Candidat à la présidence de l’UMP, Jean-François Copé est prêt à tout et surtout à se dédire pour gagner cette élection interne.

Devant des militants, l’ancien patron des députés UMP s’est dit favorable à la suppression de l’Aide médicale d’Etat, sauf dans les situations d’urgence.

Ce revirement de circonstance ne trompera pas les Français. Jean-François Copé qui semble découvrir le coût financier exorbitant pour la communauté nationale de l’immigration clandestine, n’a pendant cinq ans, jamais émis la moindre réserve contre cette pompe aspirante de l’immigration sanitaire qui a coûté 588 millions d’euros aux Français en 2011, lesquels sont de plus en plus nombreux à renoncer à se soigner faute de moyens suffisants.

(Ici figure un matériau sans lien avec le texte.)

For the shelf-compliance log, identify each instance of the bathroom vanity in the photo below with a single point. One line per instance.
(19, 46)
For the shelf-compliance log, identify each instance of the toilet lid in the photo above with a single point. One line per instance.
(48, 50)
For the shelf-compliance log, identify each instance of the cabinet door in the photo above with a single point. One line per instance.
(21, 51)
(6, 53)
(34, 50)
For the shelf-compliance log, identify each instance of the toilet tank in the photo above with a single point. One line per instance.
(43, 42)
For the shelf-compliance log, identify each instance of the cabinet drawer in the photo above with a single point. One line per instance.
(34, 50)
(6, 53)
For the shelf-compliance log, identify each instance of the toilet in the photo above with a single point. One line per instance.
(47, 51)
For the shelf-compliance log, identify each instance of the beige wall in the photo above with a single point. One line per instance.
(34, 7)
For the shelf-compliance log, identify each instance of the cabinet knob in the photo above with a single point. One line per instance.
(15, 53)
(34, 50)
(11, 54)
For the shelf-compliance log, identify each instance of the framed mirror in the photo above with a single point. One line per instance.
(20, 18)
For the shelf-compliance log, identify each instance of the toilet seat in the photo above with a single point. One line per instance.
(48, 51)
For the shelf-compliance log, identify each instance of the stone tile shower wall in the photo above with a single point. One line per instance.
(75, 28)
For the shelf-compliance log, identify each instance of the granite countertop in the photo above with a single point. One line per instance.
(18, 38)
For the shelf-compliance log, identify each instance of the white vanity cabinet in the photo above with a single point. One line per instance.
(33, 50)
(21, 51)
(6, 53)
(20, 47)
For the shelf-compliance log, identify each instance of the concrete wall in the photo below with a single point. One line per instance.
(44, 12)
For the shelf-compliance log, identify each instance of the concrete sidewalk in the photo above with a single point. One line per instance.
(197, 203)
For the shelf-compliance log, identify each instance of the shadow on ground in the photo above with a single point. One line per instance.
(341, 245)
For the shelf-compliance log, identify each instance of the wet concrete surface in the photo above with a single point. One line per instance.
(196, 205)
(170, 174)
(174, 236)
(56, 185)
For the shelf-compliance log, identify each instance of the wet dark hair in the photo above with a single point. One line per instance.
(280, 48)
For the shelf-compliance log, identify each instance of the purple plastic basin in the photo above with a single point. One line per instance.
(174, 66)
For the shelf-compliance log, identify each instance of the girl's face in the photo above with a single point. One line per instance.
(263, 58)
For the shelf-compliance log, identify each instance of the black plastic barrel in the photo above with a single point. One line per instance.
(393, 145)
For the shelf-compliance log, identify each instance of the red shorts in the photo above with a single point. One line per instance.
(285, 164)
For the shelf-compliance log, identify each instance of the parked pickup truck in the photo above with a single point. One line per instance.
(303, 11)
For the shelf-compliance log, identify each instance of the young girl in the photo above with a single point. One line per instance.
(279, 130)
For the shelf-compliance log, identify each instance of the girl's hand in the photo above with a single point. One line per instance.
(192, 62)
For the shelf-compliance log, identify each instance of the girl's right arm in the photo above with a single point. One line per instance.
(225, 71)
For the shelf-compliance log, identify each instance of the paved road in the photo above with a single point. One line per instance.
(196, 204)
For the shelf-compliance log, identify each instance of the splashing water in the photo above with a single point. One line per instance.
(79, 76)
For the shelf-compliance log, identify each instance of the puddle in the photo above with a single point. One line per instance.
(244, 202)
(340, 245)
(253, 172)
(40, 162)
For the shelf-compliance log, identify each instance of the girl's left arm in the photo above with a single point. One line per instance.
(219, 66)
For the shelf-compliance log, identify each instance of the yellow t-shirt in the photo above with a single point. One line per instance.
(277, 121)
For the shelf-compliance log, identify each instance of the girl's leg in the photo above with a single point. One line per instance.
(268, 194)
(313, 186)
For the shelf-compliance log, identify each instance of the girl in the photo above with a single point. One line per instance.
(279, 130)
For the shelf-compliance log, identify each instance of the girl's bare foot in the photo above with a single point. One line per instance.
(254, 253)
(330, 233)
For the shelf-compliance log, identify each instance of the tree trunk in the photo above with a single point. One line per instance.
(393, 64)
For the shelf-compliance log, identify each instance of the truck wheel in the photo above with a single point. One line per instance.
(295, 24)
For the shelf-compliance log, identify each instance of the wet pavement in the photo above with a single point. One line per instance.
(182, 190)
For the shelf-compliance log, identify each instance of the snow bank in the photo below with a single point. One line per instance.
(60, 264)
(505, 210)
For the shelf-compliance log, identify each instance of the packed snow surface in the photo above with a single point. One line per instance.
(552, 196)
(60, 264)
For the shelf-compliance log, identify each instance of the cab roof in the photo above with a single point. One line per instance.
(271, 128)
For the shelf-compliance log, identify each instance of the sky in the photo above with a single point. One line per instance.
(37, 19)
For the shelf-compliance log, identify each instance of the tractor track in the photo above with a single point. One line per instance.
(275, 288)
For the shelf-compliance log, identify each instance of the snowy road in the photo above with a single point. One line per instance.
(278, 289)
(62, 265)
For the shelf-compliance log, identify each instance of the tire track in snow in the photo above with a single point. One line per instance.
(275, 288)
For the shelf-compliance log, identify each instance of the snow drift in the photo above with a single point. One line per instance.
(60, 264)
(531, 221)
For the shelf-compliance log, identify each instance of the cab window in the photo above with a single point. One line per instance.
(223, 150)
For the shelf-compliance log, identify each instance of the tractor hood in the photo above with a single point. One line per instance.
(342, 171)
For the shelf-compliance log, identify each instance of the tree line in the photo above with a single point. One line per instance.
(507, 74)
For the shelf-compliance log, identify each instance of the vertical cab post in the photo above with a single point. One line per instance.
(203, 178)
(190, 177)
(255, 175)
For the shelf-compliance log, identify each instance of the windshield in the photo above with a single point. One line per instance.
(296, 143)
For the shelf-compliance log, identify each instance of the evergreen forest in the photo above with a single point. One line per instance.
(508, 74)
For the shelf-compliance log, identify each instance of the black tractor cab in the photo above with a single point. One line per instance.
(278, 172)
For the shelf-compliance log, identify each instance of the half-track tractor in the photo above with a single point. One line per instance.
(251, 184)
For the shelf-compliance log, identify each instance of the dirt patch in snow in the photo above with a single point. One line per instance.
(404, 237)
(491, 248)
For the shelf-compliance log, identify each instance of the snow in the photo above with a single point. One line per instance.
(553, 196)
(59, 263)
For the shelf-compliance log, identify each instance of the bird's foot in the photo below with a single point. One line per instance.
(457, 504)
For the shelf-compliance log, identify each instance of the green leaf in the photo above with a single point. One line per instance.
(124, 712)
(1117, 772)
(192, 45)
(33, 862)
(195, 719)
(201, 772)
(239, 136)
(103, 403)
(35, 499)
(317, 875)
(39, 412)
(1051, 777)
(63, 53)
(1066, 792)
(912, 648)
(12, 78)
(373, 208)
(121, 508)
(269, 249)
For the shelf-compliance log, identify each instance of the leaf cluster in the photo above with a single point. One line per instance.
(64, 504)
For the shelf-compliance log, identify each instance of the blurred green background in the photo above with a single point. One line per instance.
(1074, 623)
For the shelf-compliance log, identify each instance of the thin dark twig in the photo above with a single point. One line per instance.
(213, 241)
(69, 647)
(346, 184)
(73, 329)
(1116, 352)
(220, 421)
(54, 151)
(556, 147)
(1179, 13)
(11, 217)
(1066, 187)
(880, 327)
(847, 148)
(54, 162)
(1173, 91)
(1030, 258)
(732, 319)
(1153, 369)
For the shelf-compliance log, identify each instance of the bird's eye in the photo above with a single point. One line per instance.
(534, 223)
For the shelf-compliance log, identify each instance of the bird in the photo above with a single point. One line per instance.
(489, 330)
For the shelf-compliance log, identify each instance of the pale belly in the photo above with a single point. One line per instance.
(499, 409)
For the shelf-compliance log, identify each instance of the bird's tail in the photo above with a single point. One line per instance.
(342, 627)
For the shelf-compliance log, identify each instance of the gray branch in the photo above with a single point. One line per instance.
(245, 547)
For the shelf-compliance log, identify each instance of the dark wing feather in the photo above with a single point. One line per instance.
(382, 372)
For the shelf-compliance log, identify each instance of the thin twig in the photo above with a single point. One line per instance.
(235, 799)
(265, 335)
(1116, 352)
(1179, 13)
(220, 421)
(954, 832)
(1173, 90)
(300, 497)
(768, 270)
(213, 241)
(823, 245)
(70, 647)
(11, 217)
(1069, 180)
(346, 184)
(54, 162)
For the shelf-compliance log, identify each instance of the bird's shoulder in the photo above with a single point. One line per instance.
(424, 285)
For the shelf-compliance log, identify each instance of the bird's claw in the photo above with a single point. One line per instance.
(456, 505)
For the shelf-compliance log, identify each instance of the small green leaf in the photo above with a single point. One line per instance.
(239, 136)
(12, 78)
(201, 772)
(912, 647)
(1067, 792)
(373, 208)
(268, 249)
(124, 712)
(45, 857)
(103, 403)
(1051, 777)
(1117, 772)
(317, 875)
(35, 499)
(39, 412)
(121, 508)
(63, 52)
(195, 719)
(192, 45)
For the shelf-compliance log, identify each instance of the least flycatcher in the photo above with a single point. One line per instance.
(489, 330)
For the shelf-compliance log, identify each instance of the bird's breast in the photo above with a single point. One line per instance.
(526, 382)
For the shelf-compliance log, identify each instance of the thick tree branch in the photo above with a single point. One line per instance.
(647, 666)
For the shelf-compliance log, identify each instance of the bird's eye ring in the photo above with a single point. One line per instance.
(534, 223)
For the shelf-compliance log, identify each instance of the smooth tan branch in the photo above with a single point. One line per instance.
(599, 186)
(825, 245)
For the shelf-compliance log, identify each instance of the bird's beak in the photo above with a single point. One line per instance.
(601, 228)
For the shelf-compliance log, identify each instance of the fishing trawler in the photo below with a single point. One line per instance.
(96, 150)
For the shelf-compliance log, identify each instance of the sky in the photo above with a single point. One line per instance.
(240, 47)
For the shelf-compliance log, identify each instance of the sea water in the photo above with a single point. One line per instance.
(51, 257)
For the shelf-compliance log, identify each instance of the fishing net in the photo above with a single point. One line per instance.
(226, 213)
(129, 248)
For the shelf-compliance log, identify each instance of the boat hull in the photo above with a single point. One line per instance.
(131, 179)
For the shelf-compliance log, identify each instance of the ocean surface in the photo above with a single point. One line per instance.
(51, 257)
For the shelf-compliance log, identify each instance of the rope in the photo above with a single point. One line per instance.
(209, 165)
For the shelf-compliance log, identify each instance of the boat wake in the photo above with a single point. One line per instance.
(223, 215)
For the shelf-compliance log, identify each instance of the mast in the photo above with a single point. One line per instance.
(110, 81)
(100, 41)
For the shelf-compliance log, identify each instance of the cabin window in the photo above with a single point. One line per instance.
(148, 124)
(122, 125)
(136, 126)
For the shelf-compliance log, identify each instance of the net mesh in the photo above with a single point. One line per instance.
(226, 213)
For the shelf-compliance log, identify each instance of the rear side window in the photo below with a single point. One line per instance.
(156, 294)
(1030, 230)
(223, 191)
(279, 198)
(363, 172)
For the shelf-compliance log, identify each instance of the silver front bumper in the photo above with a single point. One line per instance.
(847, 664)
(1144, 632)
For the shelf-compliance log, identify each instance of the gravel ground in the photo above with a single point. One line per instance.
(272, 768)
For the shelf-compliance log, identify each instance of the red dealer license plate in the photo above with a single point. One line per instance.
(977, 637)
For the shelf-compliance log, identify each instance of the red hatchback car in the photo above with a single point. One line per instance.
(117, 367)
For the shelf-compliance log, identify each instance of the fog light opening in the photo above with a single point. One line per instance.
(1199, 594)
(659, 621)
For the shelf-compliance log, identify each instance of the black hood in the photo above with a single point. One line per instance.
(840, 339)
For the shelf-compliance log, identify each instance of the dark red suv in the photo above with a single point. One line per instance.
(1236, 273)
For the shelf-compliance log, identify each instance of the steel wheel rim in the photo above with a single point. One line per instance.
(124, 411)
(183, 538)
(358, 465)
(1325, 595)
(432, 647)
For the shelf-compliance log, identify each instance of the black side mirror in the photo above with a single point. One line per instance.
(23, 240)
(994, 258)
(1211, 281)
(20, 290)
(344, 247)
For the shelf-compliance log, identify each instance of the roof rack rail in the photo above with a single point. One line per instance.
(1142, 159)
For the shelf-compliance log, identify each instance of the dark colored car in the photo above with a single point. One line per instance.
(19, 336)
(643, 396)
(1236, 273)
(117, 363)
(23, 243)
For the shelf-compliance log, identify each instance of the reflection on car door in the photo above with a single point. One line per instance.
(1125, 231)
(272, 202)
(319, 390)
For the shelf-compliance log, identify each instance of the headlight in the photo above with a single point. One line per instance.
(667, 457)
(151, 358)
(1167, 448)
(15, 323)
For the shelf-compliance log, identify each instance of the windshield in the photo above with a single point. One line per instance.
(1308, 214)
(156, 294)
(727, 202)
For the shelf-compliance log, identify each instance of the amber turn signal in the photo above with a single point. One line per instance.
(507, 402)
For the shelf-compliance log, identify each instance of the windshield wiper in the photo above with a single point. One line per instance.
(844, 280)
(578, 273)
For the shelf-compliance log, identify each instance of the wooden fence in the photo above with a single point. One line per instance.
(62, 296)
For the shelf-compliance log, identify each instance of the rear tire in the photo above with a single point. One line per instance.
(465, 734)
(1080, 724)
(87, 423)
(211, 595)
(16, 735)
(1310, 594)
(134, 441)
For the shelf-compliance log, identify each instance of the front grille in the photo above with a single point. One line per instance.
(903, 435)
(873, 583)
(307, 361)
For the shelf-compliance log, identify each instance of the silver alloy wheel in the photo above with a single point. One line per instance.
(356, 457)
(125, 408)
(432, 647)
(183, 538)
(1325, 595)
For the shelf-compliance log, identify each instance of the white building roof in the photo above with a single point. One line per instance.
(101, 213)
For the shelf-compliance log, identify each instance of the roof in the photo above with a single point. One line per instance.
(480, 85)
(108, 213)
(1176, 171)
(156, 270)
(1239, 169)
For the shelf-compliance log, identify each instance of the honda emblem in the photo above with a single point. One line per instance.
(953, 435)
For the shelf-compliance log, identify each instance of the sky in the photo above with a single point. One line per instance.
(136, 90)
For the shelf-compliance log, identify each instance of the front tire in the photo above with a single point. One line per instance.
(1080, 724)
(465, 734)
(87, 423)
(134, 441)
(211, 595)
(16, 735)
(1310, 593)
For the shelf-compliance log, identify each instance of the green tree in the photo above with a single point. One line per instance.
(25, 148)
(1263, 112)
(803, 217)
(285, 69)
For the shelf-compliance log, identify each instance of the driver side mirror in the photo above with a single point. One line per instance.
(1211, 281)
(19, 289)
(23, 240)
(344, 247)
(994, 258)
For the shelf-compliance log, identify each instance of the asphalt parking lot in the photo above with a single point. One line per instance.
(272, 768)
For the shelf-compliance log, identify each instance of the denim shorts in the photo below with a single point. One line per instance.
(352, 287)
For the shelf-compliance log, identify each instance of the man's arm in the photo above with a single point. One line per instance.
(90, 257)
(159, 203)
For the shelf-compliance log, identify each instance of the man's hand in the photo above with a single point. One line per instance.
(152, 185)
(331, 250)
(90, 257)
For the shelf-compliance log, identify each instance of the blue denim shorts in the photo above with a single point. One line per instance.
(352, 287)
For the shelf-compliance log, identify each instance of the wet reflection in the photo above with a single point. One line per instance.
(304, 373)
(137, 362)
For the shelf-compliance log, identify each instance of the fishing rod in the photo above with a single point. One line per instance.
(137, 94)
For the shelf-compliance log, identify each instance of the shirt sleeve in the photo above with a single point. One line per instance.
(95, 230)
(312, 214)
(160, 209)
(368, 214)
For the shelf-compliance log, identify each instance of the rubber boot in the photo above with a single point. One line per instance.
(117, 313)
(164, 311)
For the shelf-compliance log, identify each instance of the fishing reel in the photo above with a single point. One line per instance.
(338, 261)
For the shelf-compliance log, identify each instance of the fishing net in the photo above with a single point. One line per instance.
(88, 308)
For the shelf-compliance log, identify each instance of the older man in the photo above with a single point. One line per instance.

De même, on n’a guère entendu Jean-François Copé lorsqu’en juillet 2012, en plein débat sur la suppression de la franchise médicale imposée aux clandestins bénéficiaires de l’AME, Thierry Mariani, ancien ministre du gouvernement Sarkozy assurait que « personne à l’UMP ne veut remettre en cause l’AME ».

Si le candidat à la présidence de l’UMP était vraiment sincère son groupe aurait voté l’amendement présenté lors de ce même débat par Gilbert Collard, député du Rassemblement Bleu Marine, visant à supprimer l’Aide médicale d’Etat.